Hal ini yang juga diyakini oleh para relawan komunitas He Qi Timur-Hu Ai Kelapa Gading yang telah mensosialisasikan kegiatan peringatan tiga hari besar sejak awal April lalu. Sekolah-sekolah, wihara, dan beragam komunitas telah dikunjungi para relawan sembari mengenalkan kegiatan Doa Jutaan Insan.
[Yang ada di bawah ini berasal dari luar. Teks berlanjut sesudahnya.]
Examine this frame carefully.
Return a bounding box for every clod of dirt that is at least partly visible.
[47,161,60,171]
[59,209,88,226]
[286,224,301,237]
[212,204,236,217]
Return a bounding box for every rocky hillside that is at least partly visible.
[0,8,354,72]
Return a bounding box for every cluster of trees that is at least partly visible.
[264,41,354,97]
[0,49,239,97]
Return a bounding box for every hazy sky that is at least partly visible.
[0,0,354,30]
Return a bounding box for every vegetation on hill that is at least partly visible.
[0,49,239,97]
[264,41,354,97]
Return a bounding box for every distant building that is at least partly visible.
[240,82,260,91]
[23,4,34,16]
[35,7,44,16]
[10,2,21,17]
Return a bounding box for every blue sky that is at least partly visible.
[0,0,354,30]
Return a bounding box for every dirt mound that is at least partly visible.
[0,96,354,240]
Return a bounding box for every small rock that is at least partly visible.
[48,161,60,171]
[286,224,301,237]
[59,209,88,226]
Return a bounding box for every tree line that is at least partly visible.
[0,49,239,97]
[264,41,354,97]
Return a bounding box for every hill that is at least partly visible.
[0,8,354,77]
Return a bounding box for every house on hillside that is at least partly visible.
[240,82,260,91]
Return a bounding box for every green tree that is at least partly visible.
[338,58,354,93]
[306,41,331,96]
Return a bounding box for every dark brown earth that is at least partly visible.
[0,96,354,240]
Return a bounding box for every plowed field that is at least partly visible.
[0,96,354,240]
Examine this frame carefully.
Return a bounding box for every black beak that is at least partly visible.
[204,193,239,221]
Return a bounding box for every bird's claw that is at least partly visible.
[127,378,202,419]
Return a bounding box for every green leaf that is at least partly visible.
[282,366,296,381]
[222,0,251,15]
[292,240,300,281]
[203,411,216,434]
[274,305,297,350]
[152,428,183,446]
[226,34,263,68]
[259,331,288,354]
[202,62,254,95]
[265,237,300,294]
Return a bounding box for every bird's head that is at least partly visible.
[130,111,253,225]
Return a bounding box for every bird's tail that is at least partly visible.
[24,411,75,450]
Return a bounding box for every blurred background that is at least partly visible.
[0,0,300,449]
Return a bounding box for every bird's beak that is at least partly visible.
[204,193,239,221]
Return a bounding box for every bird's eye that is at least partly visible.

Pada Minggu, 19 April 2015, para relawan mengunjungi wilayah Cilincing di Jakarta Utara sembari mensosialiasikan kegiatan Doa Jutaan Insan. Para relawan Tzu Chi yang dikoordinir oleh Johan Kohar dan Indah Natalina ini disambut oleh giyarno, Ketua RW 04 Kelurahan Cilincing.
Sebagian besar warga Cilincing memang telah mengenal Yayasan Buddha Tzu Chi. Pasalnya, Tzu Chi pernah beberapa kali melakukan bedah rumah di wilayah ini. Salah satunya adalah rumah Giyarno yang dibedah pada tahun 2012 lalu.
“Adanya kegiatan sore hari ini, selain celengan bambu pulang kampung (penuangan celengan bambu-red), juga ada acara sosialisasi dalam rangka peringatan Hari Waisak, Hari Ibu Internasional, dan Hari Tzu Chi. Ini adalah kegiatan yang sudah lama ditunggu-tunggu warga,” ujar Giyarno di hadapan warga Cilincing.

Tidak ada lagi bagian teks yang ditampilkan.